February 21, 2021

Movie Review


reviewed by Matt Hayden

Mild spoilers

Rating:  TV-MA
Director:  Takashi Doscher
Premiere Date (Streaming):  Mar 6, 2020

Only is a 2019 post-apocalyptic thriller based in America that take places after a plague kills off the world’s female population. It was first seen at the Tribeca film festival before getting a release on Netflix the following year where it quickly rose into the Top 10 watched films. Only stars Freida Pinto and Leslie Odom Junior, as a couple who are self-quarantining in an effort to stay alive following the ash from a comet that only kills women.

After the government offers money in exchange for living women, bounty hunters and agencies are on the hunt for women that they can sell, which means the couple is left trying to survive. Odom keeps Pinto in a self-imposed quarantine, not allowing her to go outside or interact with others, and restricting her to their two-room apartment. This causes distrust and a break down in their relationship, which some viewers feel amounts to emotional abuse and a terrible display of love. But others thought that the love they share became transcendent and exceptionally powerful due to Odom’s inability to fathom what life could be like without his partner.

Without focusing on any of this, when thinking about whether or not it is a good film, there is a simple way to answer that question: I did not enjoy Only. When watching a film, you want to be able to immerse yourself into the story and the world that you are witnessing.

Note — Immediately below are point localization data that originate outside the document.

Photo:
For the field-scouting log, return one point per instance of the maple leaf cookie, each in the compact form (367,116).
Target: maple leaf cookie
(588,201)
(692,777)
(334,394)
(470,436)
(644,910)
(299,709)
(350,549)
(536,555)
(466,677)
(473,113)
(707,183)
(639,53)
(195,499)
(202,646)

But due to the way the story is cut up with scenes from the present and the past, it becomes impossible to keep track of everything efficiently.

Our timeline begins around 400 days into the pandemic, and begins moving back and forth with what caused the issues, and where everyone ended up, how connections were formed and what led to the development of the relationship between the core couple. But Only could have been much better with either the use of linear storytelling or alternatively, start at the end, and then take us through everything that happened from start to finish instead of shuttling the story around every few scenes. I struggled to keep track of everything and what act led to a particular outcome, which was of course disappointing. There are much better options out there for people looking for their quarantine film.